Jaded people like me bitch and moan about every new season of anime, lamenting low-quality work cranked out in gigantic quantities. Boo hoo this is formulaic, wahhhh this is based on a porn game, whine whine that's such a crap robot design. We can't level those complaints about Kaiba, because Kaiba is something else entirely. Anime fans, as indoctrinated to cliche as we are, might not even want to call it anime. I mean, there isn't a super robot, or guys who know special moves, or targets to project one's Japanophilia on. There's not even a school uniform in sight. Heavens! It is because of these things that you should watch Kaiba. Kaiba, you see, is artsy.
The director is Masaaki Yuasa, a dude with a clear track record for the unconventional: among others, he's directed the cult favorites Cat Soup, Mind Game, and Kemonozume. His style is wildly kinetic, free-flowing, rough around the edges. His brain, I'm certain, is a wonderful place. To this end, the character design is about as simple and clean as possible-- something like Tezuka by way of superflat-- and is in full service of the animation. While it's very pretty, this isn't really a show to look at in single frames: you want to see it in motion.

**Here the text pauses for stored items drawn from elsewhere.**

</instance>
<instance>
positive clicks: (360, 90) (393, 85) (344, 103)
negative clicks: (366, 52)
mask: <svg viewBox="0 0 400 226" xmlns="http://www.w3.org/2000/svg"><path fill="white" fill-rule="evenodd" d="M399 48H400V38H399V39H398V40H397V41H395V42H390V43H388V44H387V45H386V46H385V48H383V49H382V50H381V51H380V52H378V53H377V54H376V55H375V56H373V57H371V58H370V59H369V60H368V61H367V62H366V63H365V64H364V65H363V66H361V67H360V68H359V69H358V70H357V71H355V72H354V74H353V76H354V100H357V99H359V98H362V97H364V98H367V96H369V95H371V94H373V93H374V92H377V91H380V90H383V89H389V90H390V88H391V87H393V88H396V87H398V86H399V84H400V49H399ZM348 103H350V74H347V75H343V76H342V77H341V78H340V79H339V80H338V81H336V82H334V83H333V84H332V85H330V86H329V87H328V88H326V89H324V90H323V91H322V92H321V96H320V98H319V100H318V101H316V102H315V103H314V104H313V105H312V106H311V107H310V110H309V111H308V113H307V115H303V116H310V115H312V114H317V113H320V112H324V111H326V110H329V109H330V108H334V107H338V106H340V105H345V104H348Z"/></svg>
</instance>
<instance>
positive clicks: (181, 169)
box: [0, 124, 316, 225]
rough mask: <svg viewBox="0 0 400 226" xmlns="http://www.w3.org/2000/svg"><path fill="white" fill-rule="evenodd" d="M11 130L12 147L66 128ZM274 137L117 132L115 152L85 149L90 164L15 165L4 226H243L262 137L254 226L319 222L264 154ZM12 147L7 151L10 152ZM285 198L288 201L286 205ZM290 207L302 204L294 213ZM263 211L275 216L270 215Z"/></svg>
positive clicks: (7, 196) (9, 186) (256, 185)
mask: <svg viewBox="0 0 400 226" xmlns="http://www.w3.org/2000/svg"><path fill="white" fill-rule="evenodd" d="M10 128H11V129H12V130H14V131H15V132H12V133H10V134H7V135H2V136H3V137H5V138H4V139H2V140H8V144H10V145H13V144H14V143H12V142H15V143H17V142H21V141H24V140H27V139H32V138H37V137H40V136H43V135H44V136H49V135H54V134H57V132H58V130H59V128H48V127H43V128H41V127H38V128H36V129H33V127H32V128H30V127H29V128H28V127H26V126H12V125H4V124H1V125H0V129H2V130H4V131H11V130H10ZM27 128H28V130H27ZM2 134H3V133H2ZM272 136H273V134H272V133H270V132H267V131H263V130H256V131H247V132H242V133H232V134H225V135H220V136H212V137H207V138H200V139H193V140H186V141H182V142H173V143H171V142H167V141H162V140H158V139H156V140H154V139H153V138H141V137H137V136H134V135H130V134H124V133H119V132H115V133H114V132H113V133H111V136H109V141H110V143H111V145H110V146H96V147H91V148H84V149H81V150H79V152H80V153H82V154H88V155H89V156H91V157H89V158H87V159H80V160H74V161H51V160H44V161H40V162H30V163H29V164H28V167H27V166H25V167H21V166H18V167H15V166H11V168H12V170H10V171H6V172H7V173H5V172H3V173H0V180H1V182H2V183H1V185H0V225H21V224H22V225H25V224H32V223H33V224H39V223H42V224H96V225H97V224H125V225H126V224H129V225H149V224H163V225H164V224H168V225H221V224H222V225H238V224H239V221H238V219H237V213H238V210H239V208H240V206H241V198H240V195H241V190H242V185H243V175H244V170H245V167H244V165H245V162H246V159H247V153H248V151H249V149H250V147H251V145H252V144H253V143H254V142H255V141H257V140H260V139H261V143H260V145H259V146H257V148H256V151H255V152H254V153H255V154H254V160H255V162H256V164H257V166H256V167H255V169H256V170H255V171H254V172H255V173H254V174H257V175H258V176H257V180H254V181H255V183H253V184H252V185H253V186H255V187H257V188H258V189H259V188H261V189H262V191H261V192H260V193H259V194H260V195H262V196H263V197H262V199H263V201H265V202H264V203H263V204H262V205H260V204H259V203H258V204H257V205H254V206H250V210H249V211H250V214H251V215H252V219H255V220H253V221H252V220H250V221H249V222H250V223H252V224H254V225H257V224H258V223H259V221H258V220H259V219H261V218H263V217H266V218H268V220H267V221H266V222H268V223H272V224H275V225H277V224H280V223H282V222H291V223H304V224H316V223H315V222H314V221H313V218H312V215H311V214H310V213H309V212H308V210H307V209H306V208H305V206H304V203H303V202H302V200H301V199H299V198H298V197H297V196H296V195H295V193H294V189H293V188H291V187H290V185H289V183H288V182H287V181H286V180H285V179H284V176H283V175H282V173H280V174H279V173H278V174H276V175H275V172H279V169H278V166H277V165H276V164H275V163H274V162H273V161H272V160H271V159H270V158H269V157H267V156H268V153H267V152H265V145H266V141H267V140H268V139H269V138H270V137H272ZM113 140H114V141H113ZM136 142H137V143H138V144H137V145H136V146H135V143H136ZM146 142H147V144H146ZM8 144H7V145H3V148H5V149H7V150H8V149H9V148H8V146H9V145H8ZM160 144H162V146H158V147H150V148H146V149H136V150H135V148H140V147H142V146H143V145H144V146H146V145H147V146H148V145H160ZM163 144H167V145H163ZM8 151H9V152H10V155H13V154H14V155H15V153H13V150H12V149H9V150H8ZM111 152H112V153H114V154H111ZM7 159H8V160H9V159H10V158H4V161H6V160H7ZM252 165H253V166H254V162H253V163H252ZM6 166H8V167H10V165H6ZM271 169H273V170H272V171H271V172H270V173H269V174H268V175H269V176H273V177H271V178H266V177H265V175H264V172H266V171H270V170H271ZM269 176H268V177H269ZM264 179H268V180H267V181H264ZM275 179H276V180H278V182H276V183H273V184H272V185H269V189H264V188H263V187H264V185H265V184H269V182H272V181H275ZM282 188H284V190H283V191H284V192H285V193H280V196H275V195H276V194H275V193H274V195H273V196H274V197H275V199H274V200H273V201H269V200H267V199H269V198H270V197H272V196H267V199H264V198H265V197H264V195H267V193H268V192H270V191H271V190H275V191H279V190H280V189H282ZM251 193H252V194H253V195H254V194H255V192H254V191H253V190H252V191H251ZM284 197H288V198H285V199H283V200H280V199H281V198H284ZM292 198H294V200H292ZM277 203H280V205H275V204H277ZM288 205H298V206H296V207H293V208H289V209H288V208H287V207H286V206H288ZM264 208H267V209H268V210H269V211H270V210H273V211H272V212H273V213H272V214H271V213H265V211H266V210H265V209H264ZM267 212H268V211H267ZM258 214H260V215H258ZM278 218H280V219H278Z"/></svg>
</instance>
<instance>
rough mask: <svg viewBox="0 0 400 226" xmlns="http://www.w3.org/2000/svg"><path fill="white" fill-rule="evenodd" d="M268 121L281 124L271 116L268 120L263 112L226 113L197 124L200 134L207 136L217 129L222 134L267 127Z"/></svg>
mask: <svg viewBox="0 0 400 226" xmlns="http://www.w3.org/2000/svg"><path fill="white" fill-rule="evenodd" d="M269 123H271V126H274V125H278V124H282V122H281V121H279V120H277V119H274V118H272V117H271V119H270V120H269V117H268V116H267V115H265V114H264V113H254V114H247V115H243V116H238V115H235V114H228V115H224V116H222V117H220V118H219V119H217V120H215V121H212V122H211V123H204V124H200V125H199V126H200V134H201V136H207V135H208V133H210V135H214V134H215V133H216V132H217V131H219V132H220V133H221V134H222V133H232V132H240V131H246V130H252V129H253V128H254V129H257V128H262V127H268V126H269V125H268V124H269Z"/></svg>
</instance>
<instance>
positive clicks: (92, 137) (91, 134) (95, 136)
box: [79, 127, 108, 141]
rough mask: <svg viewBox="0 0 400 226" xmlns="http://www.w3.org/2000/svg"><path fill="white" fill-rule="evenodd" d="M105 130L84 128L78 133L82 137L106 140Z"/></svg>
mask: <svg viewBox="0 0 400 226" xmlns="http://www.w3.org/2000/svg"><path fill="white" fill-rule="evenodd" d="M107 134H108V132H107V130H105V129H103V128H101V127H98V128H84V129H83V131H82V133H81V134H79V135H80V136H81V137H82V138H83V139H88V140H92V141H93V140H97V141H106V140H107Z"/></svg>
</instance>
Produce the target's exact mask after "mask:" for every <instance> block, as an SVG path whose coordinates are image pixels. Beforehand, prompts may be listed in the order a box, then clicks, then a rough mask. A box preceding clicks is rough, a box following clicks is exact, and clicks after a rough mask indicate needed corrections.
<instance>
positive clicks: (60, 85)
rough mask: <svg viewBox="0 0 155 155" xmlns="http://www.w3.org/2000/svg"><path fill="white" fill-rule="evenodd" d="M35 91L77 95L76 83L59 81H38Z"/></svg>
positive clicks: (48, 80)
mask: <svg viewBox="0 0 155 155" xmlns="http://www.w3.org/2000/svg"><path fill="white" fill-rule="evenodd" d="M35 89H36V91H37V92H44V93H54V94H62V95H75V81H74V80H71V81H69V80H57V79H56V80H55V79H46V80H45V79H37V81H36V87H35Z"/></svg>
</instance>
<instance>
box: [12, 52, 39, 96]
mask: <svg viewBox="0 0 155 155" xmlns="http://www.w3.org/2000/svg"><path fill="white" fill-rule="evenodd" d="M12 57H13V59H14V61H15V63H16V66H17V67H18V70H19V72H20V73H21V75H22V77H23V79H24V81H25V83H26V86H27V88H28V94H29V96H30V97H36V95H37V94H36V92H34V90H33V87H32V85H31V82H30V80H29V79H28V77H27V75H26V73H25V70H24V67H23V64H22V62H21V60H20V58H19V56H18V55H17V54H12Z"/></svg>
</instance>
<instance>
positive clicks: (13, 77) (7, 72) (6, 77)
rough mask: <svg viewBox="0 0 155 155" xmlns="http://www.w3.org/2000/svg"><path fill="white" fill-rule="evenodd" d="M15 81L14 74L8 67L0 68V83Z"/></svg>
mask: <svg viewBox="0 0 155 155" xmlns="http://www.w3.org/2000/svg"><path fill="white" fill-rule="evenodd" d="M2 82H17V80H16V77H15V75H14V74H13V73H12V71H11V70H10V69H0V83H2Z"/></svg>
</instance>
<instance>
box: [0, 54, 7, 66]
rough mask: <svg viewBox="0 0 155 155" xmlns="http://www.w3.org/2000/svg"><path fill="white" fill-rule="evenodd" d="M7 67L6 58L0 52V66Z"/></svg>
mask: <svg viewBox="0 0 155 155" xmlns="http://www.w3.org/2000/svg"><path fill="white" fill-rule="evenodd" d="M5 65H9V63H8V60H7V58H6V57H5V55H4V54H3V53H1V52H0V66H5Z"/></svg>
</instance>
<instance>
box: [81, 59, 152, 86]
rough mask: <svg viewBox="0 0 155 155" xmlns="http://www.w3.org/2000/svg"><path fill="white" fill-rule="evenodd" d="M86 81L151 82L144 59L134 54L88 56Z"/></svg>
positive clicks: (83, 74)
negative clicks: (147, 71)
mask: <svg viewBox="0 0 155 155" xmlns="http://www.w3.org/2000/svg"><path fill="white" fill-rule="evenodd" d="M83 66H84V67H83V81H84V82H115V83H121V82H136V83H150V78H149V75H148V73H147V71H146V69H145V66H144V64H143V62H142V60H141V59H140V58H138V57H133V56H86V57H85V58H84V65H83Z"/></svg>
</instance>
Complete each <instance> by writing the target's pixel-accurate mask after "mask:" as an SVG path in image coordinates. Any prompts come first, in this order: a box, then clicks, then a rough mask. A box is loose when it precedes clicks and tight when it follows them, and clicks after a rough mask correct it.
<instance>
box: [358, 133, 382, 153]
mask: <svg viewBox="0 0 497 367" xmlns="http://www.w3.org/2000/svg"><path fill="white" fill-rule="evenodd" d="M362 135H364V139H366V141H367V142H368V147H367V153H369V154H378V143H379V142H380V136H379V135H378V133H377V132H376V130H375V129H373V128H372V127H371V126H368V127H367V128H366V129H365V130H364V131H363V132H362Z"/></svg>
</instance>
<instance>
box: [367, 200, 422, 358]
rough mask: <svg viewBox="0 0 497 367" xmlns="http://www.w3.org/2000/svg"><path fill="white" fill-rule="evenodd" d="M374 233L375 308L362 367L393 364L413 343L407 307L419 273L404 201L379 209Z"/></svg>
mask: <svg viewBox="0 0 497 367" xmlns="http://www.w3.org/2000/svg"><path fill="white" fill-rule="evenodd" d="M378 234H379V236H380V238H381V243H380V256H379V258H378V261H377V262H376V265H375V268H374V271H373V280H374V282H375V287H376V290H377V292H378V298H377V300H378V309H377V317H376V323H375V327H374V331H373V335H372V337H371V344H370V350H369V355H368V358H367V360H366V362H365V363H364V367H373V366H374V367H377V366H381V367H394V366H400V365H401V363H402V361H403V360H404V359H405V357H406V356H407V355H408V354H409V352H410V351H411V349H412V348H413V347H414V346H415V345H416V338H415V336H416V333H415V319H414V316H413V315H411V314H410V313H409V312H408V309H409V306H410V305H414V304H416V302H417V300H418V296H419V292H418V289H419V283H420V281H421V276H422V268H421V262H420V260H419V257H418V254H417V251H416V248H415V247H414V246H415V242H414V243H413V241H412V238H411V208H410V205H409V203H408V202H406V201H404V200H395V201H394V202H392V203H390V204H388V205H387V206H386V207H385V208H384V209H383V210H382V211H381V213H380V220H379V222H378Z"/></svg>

With that in mind, I'm not entirely sure what Kaiba is about, and I don't think anybody who isn't working on the show knows yet either. Our unnamed hero is an amnesiac-- but not the whining angsty 15-year-old-boy kind-- who wakes up somewhere with nothing on him but pants and a locket containing a picture of somebody who we are led to assume that he (though "his" gender is uncertain: he's played by Houko Kuwashima, but women voicing young boys is pretty common, so....) loved. Naturally, he is in search of this person, but before he can worry about that, he needs to deal with the very many people and things who are chasing him for reasons that he and we are unaware of.
We eventually find out that he lives in a world where bodies and their corresponding memories are interchangeable: all people have a cone-shaped "chip" somewhere on their body that can be unplugged and put into some other body at any time, thus transferring their conscious. Bodies without chips just stand, immobile, until a chip is plugged into them. Bodies are bought up by the rich, it's explained, to extend their lives. Needless chips, meanwhile, end up in junk heaps or imprisoned in bizarre spinning-wheel contraptions. Our hero is an exception to the chipless body rule: he can move and talk just fine, but it's plain to see that he's got a gaping hole you could fit a tennis ball through inside of his chest.
To tell you much more about what happens might be to spoil your enjoyment, but suffice to say that a lot of people do a lot of running around a lot of fascinating scenery. I don't know where they're going, and honestly, that's fine with me.
I'll probably wait for a batch, since a) I'm watching too much this season and b) It'll be subbed at snail's pace, not dissimilar to Dennou Coil.